Ross Brawn n’est pas du genre à laisser un peu de pluie (torrentielle) l’empêcher de se faire plaisir. “Ce n’est que de l’eau,” dit-il. “Tant qu’il n’y a pas de sel sur les routes, cela ne me gêne pas.” Ce qui fait encore monter d’un cran dans notre estime ce géant du sport automobile. Au cours des quelque 40 dernières années, ce talentueux ingénieur a connu tous les succès, que ce soit en dessinant les Jaguar Groupe C pour Tom Walkinshaw ou en supervisant la transformation des monoplaces Benetton pour que, de victorieuses occasionnelles, elles deviennent de vraies prétendantes au Championnat du Monde.
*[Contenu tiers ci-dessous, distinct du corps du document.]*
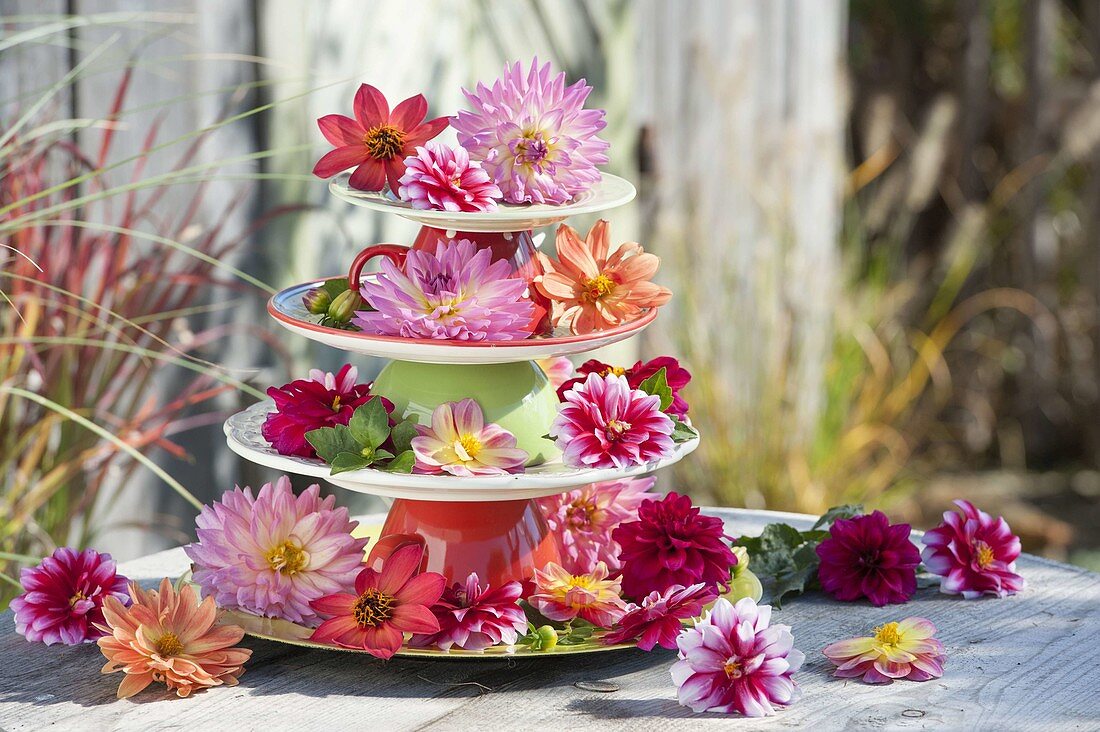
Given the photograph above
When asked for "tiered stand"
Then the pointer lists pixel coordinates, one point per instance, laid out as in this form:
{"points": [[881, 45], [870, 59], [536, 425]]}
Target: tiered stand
{"points": [[488, 525]]}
Tout
cela avant de faire passer Ferrari de risée des paddocks à dominatrice invincible en Grand Prix. Sans oublier sa réaction énergique au retrait brutal en 2008 de Honda qu’il venait de rejoindre, réussissant à maintenir l’écurie en lui donnant son nom et, malgré ce revers, Brawn GP remportait l’année suivante les titres pilote et constructeur.


Ce n’est qu’un résumé d’une carrière qui compte plus de succès que d’échecs. Ainsi, Brawn a les moyens de satisfaire ses envies, mais sa collection de 30 véhicules ne s’est pas constituée en un clin d’œil. Pour lui, c’est plus une accumulation : “J’achète les voitures que j’aime, qui m’intéressent. Je suppose que j’ai des goûts éclectiques, et certains choix peuvent sembler curieux.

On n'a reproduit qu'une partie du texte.